A very simple bad-bot trap that catches both bots that ignore your
robots.txt, and site rippers who don't read the
robots.txt. There are many versions of this trap out there. This one is not particularly sophisticated, but it works.
Use with care to make sure you don't shut out visitors that you do want, or worse, shut down your site.
If you don't understand the following code, don't use it!
P.S. you can use it but you cannot post it elsewhere. Copyright 2006
What you need:
- PHP enabled site
- Ability to incorporate robots.txt
- Ability to incorporate .htaccess files on your site
- Ability to send email via PHP
- Stamina to monitor your logs and .htaccess file
The following files are created or edited under your .html directory, typically
public_html/ on shared web hosting services.
robots.txt
.htaccess
badbots.php
bad-bots-script.php
index.php (or index.html)
- Add the following lines (or appropriate version) to your robots.txt:
User-agent: *
Disallow: /badbots.php
- Create the following file: badbots.php
<?php
header("Content-type: text/html; charset=utf-8");
echo '
<!DOCTYPE html PUBLIC "-//W3C//DTD XHTML 1.0 Strict//EN"
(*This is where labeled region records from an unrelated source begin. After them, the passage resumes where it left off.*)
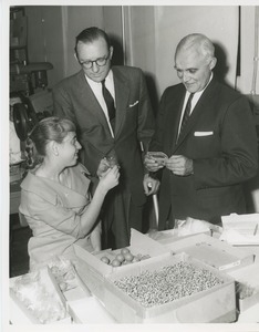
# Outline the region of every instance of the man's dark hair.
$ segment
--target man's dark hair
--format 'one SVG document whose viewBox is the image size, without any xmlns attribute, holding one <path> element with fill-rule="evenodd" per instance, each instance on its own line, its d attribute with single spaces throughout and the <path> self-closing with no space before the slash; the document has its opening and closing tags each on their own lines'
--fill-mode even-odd
<svg viewBox="0 0 259 332">
<path fill-rule="evenodd" d="M 91 27 L 91 28 L 86 28 L 83 31 L 81 31 L 80 34 L 76 35 L 76 38 L 75 38 L 74 51 L 75 51 L 76 56 L 77 56 L 76 46 L 80 41 L 83 43 L 92 43 L 93 41 L 95 41 L 100 38 L 103 38 L 106 41 L 107 49 L 110 50 L 111 42 L 110 42 L 108 35 L 102 29 L 99 29 L 96 27 Z"/>
</svg>

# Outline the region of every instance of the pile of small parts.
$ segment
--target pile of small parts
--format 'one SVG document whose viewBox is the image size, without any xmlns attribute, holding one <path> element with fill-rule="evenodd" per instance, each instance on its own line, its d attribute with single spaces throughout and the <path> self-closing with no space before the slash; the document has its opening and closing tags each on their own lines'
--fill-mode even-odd
<svg viewBox="0 0 259 332">
<path fill-rule="evenodd" d="M 211 271 L 184 261 L 114 281 L 116 287 L 146 308 L 189 297 L 222 283 L 224 280 Z"/>
</svg>

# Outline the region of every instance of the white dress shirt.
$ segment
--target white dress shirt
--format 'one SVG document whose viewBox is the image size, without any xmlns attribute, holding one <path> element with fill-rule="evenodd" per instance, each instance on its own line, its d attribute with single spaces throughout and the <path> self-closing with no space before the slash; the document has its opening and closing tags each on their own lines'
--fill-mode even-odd
<svg viewBox="0 0 259 332">
<path fill-rule="evenodd" d="M 214 76 L 214 74 L 211 73 L 211 75 L 210 75 L 210 77 L 209 77 L 209 81 L 208 81 L 208 83 L 206 84 L 205 89 L 208 86 L 209 82 L 213 80 L 213 76 Z M 195 107 L 196 104 L 198 103 L 198 101 L 199 101 L 201 94 L 204 93 L 205 89 L 201 90 L 201 91 L 198 91 L 198 92 L 196 92 L 196 93 L 194 94 L 193 100 L 191 100 L 191 103 L 190 103 L 190 105 L 191 105 L 191 106 L 190 106 L 190 114 L 193 113 L 194 107 Z M 182 125 L 182 121 L 183 121 L 183 117 L 184 117 L 185 107 L 186 107 L 186 104 L 187 104 L 187 102 L 188 102 L 189 95 L 190 95 L 190 92 L 188 92 L 188 91 L 186 90 L 186 93 L 185 93 L 185 101 L 184 101 L 184 105 L 183 105 L 183 110 L 182 110 L 182 115 L 180 115 L 180 121 L 179 121 L 179 126 L 178 126 L 178 135 L 179 135 L 179 129 L 180 129 L 180 125 Z"/>
<path fill-rule="evenodd" d="M 110 127 L 110 131 L 111 131 L 111 134 L 112 136 L 114 137 L 114 133 L 113 133 L 113 129 L 112 129 L 112 126 L 111 126 L 111 123 L 110 123 L 110 118 L 108 118 L 108 112 L 107 112 L 107 106 L 106 106 L 106 103 L 104 101 L 104 97 L 103 97 L 103 93 L 102 93 L 102 83 L 101 82 L 94 82 L 93 80 L 89 79 L 86 75 L 85 75 L 85 79 L 90 85 L 90 87 L 92 89 L 95 97 L 97 98 L 102 110 L 103 110 L 103 113 L 107 120 L 107 124 L 108 124 L 108 127 Z M 116 107 L 116 101 L 115 101 L 115 90 L 114 90 L 114 81 L 113 81 L 113 72 L 112 70 L 110 70 L 106 79 L 105 79 L 105 86 L 107 87 L 107 90 L 110 91 L 111 95 L 113 96 L 113 100 L 114 100 L 114 106 Z"/>
</svg>

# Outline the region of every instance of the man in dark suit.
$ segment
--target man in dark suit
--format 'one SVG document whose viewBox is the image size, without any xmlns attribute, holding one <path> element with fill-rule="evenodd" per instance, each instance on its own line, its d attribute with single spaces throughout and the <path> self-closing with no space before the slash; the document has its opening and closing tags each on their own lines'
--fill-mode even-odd
<svg viewBox="0 0 259 332">
<path fill-rule="evenodd" d="M 82 163 L 92 177 L 102 176 L 96 173 L 104 157 L 120 164 L 120 185 L 103 206 L 103 248 L 126 247 L 131 228 L 147 230 L 143 208 L 146 195 L 157 188 L 154 179 L 144 176 L 142 160 L 154 133 L 145 79 L 136 68 L 111 68 L 113 46 L 95 27 L 76 37 L 75 56 L 82 70 L 53 89 L 54 113 L 77 125 Z"/>
<path fill-rule="evenodd" d="M 182 84 L 165 90 L 149 146 L 168 158 L 159 166 L 145 157 L 148 170 L 162 173 L 159 229 L 174 227 L 175 219 L 220 224 L 222 215 L 246 212 L 242 183 L 257 174 L 256 128 L 246 97 L 216 81 L 216 62 L 203 34 L 177 45 Z"/>
</svg>

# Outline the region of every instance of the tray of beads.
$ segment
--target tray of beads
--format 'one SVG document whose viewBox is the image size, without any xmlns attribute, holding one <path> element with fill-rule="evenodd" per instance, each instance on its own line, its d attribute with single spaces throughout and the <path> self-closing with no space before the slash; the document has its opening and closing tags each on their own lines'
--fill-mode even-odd
<svg viewBox="0 0 259 332">
<path fill-rule="evenodd" d="M 149 259 L 156 256 L 170 256 L 170 250 L 163 245 L 141 234 L 135 229 L 131 229 L 131 246 L 116 250 L 102 250 L 95 255 L 74 245 L 76 256 L 84 260 L 91 270 L 94 270 L 101 277 L 116 272 L 117 269 L 127 269 L 133 263 Z"/>
<path fill-rule="evenodd" d="M 103 303 L 120 323 L 236 320 L 234 279 L 184 252 L 111 274 L 104 289 Z"/>
<path fill-rule="evenodd" d="M 131 270 L 132 266 L 152 260 L 154 257 L 172 255 L 170 250 L 139 231 L 132 229 L 131 232 L 131 246 L 116 250 L 107 249 L 93 255 L 74 245 L 79 261 L 75 267 L 76 272 L 101 301 L 104 297 L 103 281 L 107 276 L 121 270 Z"/>
</svg>

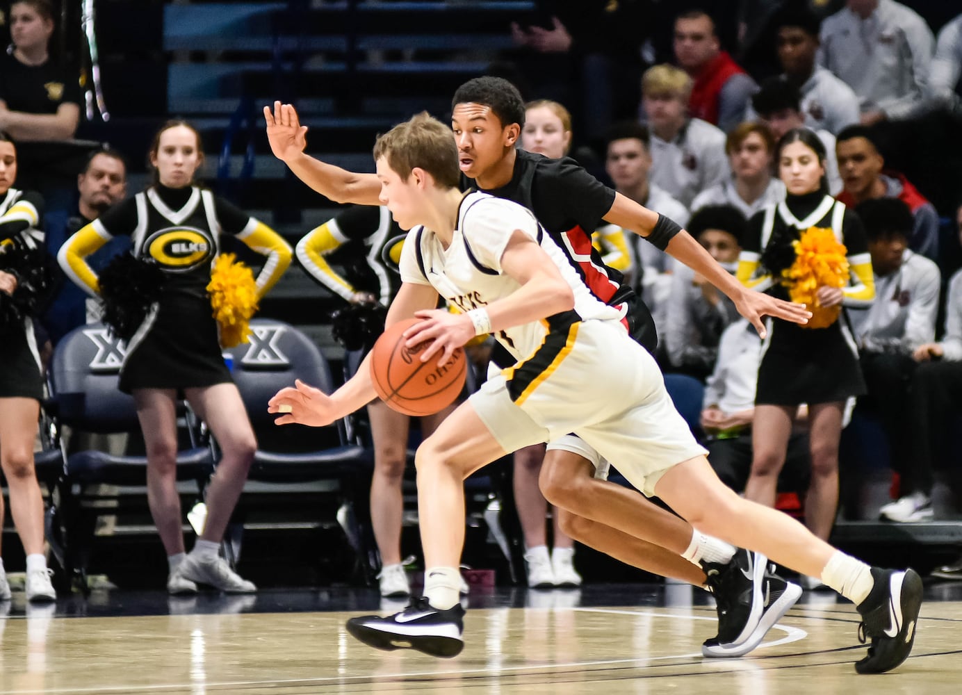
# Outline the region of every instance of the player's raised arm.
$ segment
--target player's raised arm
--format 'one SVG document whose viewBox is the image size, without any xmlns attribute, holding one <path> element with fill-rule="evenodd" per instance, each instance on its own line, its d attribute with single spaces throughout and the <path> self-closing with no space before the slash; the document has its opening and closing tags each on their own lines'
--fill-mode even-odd
<svg viewBox="0 0 962 695">
<path fill-rule="evenodd" d="M 381 184 L 374 174 L 358 174 L 316 160 L 304 152 L 307 126 L 300 124 L 291 104 L 274 102 L 274 111 L 264 107 L 267 141 L 274 157 L 286 163 L 294 175 L 336 203 L 378 205 Z"/>
<path fill-rule="evenodd" d="M 423 309 L 433 309 L 438 304 L 438 292 L 429 285 L 404 283 L 388 309 L 387 326 Z M 279 390 L 267 402 L 267 412 L 276 412 L 274 424 L 298 423 L 311 427 L 323 427 L 349 415 L 377 398 L 370 378 L 370 353 L 341 388 L 327 395 L 323 391 L 297 381 L 293 386 Z"/>
<path fill-rule="evenodd" d="M 620 193 L 615 195 L 615 202 L 604 218 L 648 238 L 688 267 L 701 273 L 735 303 L 739 313 L 751 322 L 762 337 L 766 333 L 762 316 L 776 316 L 794 323 L 806 323 L 812 315 L 804 305 L 775 299 L 747 288 L 685 230 L 674 233 L 678 227 L 673 222 Z"/>
</svg>

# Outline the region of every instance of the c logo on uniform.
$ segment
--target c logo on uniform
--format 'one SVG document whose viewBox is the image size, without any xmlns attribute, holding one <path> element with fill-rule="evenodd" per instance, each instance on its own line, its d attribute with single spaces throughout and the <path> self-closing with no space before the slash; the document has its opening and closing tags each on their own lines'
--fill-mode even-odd
<svg viewBox="0 0 962 695">
<path fill-rule="evenodd" d="M 155 232 L 143 245 L 150 258 L 165 270 L 190 270 L 214 257 L 214 244 L 206 235 L 189 227 L 168 227 Z"/>
</svg>

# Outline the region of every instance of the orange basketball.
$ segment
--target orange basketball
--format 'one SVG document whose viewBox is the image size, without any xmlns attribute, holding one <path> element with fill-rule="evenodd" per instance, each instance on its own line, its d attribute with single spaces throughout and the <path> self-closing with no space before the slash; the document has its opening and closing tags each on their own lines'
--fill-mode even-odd
<svg viewBox="0 0 962 695">
<path fill-rule="evenodd" d="M 370 351 L 370 376 L 378 397 L 405 415 L 431 415 L 454 403 L 468 377 L 468 359 L 458 348 L 450 360 L 438 366 L 439 355 L 420 360 L 423 342 L 405 347 L 401 335 L 420 319 L 398 321 L 385 331 Z"/>
</svg>

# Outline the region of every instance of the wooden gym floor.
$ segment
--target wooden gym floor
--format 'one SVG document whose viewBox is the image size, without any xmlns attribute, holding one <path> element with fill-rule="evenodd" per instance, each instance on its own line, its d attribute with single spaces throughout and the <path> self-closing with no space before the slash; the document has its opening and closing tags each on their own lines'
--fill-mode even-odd
<svg viewBox="0 0 962 695">
<path fill-rule="evenodd" d="M 913 656 L 858 676 L 858 615 L 806 592 L 763 646 L 704 659 L 711 601 L 687 586 L 497 588 L 468 599 L 465 651 L 434 659 L 378 652 L 343 629 L 392 611 L 371 589 L 269 590 L 168 598 L 94 592 L 49 607 L 0 603 L 3 693 L 725 693 L 951 692 L 962 682 L 962 584 L 926 587 Z M 870 690 L 871 689 L 871 690 Z"/>
</svg>

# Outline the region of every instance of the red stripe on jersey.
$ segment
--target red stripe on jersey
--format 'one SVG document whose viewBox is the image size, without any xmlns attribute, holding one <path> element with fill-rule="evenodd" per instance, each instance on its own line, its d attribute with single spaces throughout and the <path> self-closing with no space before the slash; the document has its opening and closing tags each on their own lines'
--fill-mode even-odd
<svg viewBox="0 0 962 695">
<path fill-rule="evenodd" d="M 581 277 L 585 280 L 585 285 L 592 290 L 592 294 L 600 299 L 605 304 L 615 296 L 619 285 L 608 277 L 607 268 L 592 262 L 592 236 L 585 234 L 580 226 L 575 225 L 568 232 L 562 232 L 562 236 L 568 241 L 565 250 L 569 257 L 574 261 L 575 267 L 581 272 Z M 573 257 L 571 252 L 573 251 Z"/>
</svg>

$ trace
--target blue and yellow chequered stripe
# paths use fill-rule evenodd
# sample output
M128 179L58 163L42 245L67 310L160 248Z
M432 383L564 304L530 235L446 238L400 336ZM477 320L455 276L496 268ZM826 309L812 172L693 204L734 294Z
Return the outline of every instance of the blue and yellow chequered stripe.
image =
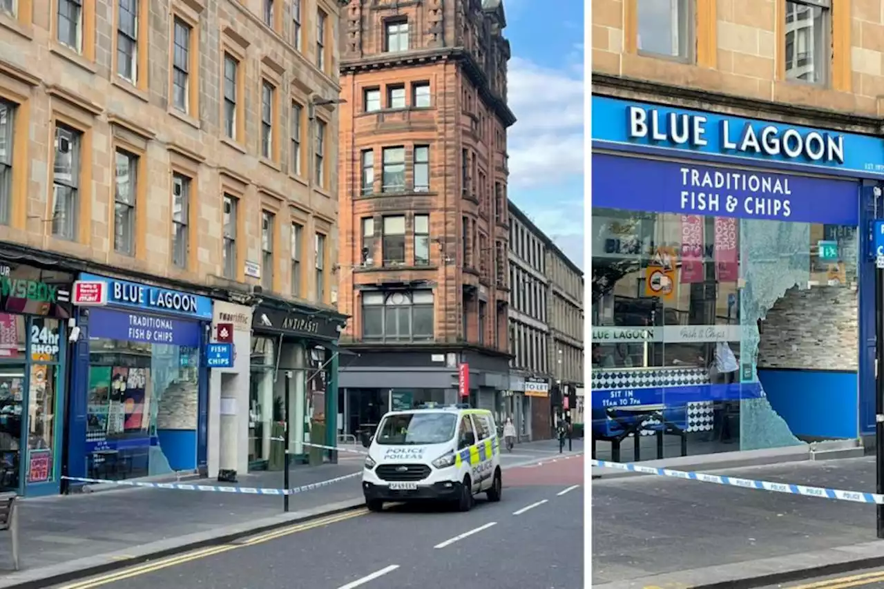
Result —
M458 452L454 456L454 466L460 467L463 463L470 466L478 464L496 455L498 452L499 452L499 443L497 436L493 436Z

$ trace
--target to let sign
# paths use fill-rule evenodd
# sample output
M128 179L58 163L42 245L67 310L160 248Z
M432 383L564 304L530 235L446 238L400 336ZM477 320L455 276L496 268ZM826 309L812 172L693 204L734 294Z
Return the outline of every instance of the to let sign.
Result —
M469 364L464 363L458 367L457 388L461 397L469 396Z
M73 304L96 307L108 302L108 285L101 280L77 280L73 283Z
M233 366L233 344L208 344L206 346L206 365L209 368L232 368Z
"http://www.w3.org/TR/xhtml1/DTD/xhtml1-strict.dtd">
';
?>
<html xmlns="http://www.w3.org/1999/xhtml">
<head>
<title>Bad-Bots and Rippers Denied</title>
<meta name="author" content="seven-3-five.blogspot.com 2006-09-04" />
</head>
<body>
<p>whatever message you would like the scum to see</p>
<?php
include 'bad-bot-script.php';
?>
</body>
</html>
- Create the following file: bad-bot-script.php
<?php
// author: seven-3-five, 2006-09-04, seven-3-five.blogspot.com
//this script is the meat and potatoes of the bot-trap
// 1. It sends you an email when the page /badbots.php is visited.
//The email contains various info about the visitor.
//2. It adds the directive
//'deny from $ip' ($ip being the visitor's ip address)
//to the bottom of your .htaccess file.
// SERVER VARIABLES USED TO IDENTIFY THE OFFENDING BOT
$ip = $_SERVER['REMOTE_ADDR'];
$agent = $_SERVER['HTTP_USER_AGENT'];
$request = $_SERVER['REQUEST_URI'];
$referer = $_SERVER['HTTP_REFERER'];
// CONSTRUCT THE EMAIL MESSAGE
$subject = 'bad-bots';
$email = 'your_email@your_site.com'; //edit accordingly
$to = $email;
$message ='ip: ' . $ip . "\r\n" .
'user-agent string: ' . $agent . "\r\n" .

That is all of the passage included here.